Whoa, wait.  What if we, like, get the government to cancel the credit card debt?  Wouldn’t legislatively erasing some of that private debt be a good start to helping us pay off the national debt?

That would be a bailout.  I’ll show you why that doesn’t work.  Let’s say the government signs a bill to bail you out and pay for some or all of your credit card debt.  Yay.  Of course that bill wouldn’t be targeted literally just at you; lots of people would be bailed out.  Now all you have to do is pay for that bailout through increased taxes (because government money, even bailout money, is literally your money), plus now you get to pay for the new additional costs of creating and administering the program that they’d use for this theoretical bailout.

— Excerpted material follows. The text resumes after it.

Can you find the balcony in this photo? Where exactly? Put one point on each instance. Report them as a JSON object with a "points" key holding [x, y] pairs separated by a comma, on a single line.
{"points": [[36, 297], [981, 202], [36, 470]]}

So I’d basically get lots of free money with this bailout?

No.  Initial debt + personal government bailout – new government bailout program tax share – bureaucratic fees – administration costs – corruption = quite possibly even more debt than you started with.  A bailout wouldn’t be dodging a bullet so much as jumping in front of one and insulting its mother; the government’s debt is your problem, your personal debt is your problem, and when government assumes your debt and/or anyone else’s debt, it’s your problem.  

So you’re saying we can’t afford welfare?

I’m saying that this means that we can’t afford government programs beyond our income, and that certainly means we cannot afford a continuation of the Great Society.  Perhaps the greatest irony of the welfare system created by the Great Society is that it not only failed to eradicate poverty, but that its skyrocketing cost has an excellent chance of impoverishing this entire country.

I want to emphasize that the debt problem as a whole isn’t caused exclusively by welfare spending, even though that’s specifically what I’m hi-lighting today.  It’s easy to point at the largest government expenditures, like welfare, and show how and why they in particular are disproportionately part of a larger problem.  There is, of course, more to the failure of welfare than dollars and cents, but I firmly believe that the failure starts there.